A day after President Donald Trump authorized his administration to work with governors on deploying the National Guard to help secure the southern border, the Pentagon had few answers Thursday about how the call-up would take place or how many Guardsmen could be involved.
Officials did indicate that the troops would likely play mainly a support role as they've done in the past, but because planning is only in its initial stages, could not provide a timeline for their arrival, or say whether they would be armed.
Asked by reporters aboard Air Force One Thursday how many National Guard members he wants on the border, the president responded, “Anywhere from 2,000 to 4,000.” Asked about the cost, Trump said, the administration is “looking at it.”
“We’ll probably keep them – or a large portion of them – until the wall is built," Trump said.
The president has called the border situation a "crisis" and both he and Homeland Security Secretary Kirstjen Nielsen have stressed the urgency of getting the Guard to the border, with Nielsen saying Wednesday she hoped they could arrive "immediately."
But similar past deployments have taken months.
A look at previous call-ups in 2006 and 2010 provides clues as to what the new operation could look like.
"The president has authorized the National Guard, with the affected governors' approval, to enhance its support to CBP (U.S. Customs and Border Protection) along the border," said Dana White, chief spokesperson for the Pentagon at a news conference. "The National Guard's efforts will include aviation, engineering, surveillance, communications, vehicle maintenance and logistical support."
"These National Guard members will act in support of Border Patrol agents who are performing law enforcement duties," she added. "We will focus on supporting CBP's priorities, which will determine the time frame and number of military personnel employed."

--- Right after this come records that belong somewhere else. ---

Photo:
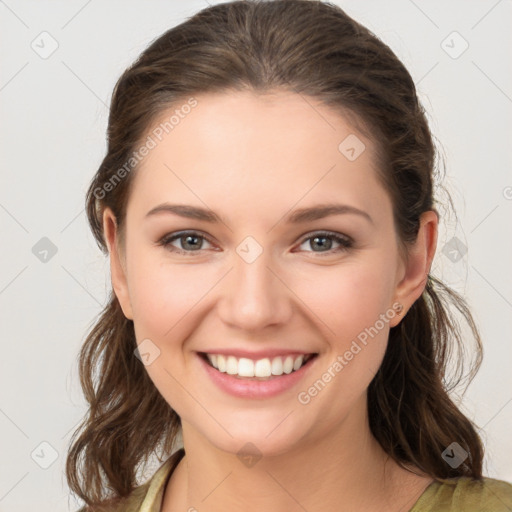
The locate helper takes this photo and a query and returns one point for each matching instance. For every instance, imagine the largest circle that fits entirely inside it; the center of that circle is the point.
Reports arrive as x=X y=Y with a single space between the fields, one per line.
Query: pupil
x=190 y=237
x=322 y=238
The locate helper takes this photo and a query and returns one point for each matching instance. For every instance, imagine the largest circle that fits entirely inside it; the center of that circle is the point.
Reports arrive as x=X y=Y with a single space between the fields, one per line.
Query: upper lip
x=255 y=355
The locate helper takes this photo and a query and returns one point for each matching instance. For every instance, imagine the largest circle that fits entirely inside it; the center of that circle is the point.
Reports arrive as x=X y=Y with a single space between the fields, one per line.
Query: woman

White announced that the Pentagon was creating a new Border Security Support Cell made up of several DoD representatives who would work 24/7 to be the "single conduit for information and coordination between the Pentagon and DHS." The cell will be headed by Assistant Secretary of Defense for Homeland Defense and Global Security, Ken Rapuano.
"This is not business as usual," White said.
The Department of Homeland Security is currently assessing what additional support it needs along the border that in turn will help the Pentagon determine how many Guardsmen will be needed.
The White House plan to send National Guardsmen to the border with Mexico is similar to Operation Jump start in 2006 and Operation 2010.
The first step lies with the governors of the four southwestern border states who are authorized to call up Guardsmen in their states under what is known as Title 32. DHS Secretary Nielsen said Wednesday that the troops would be called up under that authority.
Both Operation Jump Start in 2006 and Operation Phalanx in 2010 involved National Guardsmen who were called up by Title 32. That authority allows Governors to call up Guardsmen for Homeland Defense activities with the federal government picking up the costs of the operation.
But this does not mean that the Guardsmen have been "federalized" into active duty troops as would occur under what's known as Title 10 when the President declares an emergency.
In 2010, it took two months from the public announcement of Operation Phalanx before the first of 1,200 Guardsmen from the border states arrived at their duty stations. 2006's Operation Jump Start, that lasted two years, was larger in scope and involved more than 6,000 Guardsmen from states all across the country.
In both operations, Guardsmen assisted Border Patrol agents as extra sets of eyes at observation posts or far from the border analyzing surveillance feeds. Their information was forwarded to Customs and Border Personnel who acted on their information.
Though Guardsmen called up under Title 32 are allowed to carry out law enforcement duties, in both 2006 and 2010 the Department of Defense issued guidance that they would not do so. White said Thursday that the Guardsmen involved in the new border operation will also support border patrol agents performing law enforcement duties.
A 2012 GAO report explained why the Defense Department did not want its troops carrying out law enforcement.
“The National Guard mission limitations are based in part on concerns raised by both DOD and National Guard officials that civilians may not distinguish between Guardsmen and active duty military personnel in uniform, which may lead to the perception that the border is militarized," said the report.
"Therefore, all arrests and seizures at the southwest land border are performed by the Border Patrol.”
Lt. General Frank McKenzie, the Director of the Joint Staff said Thursday that it was still too early to determine if the Guardsmen would be armed. Mexico's Foreign Ministry said Wednesday night that it had been assured by the administration that the Guardsmen would not be armed.
But in 2010 Pentagon officials said Guardsmen would be armed, but that they could only use their weapons for self-defense. But many of those troops were set back in duties far from the actual border.
And it's still too early to determine how much the operation will cost, but the two previous border operations cost $1.3 billion -- $1.2 billion for Operation Jump Start in 2006-2008 and $110 million for Operation Phalanx in 2010.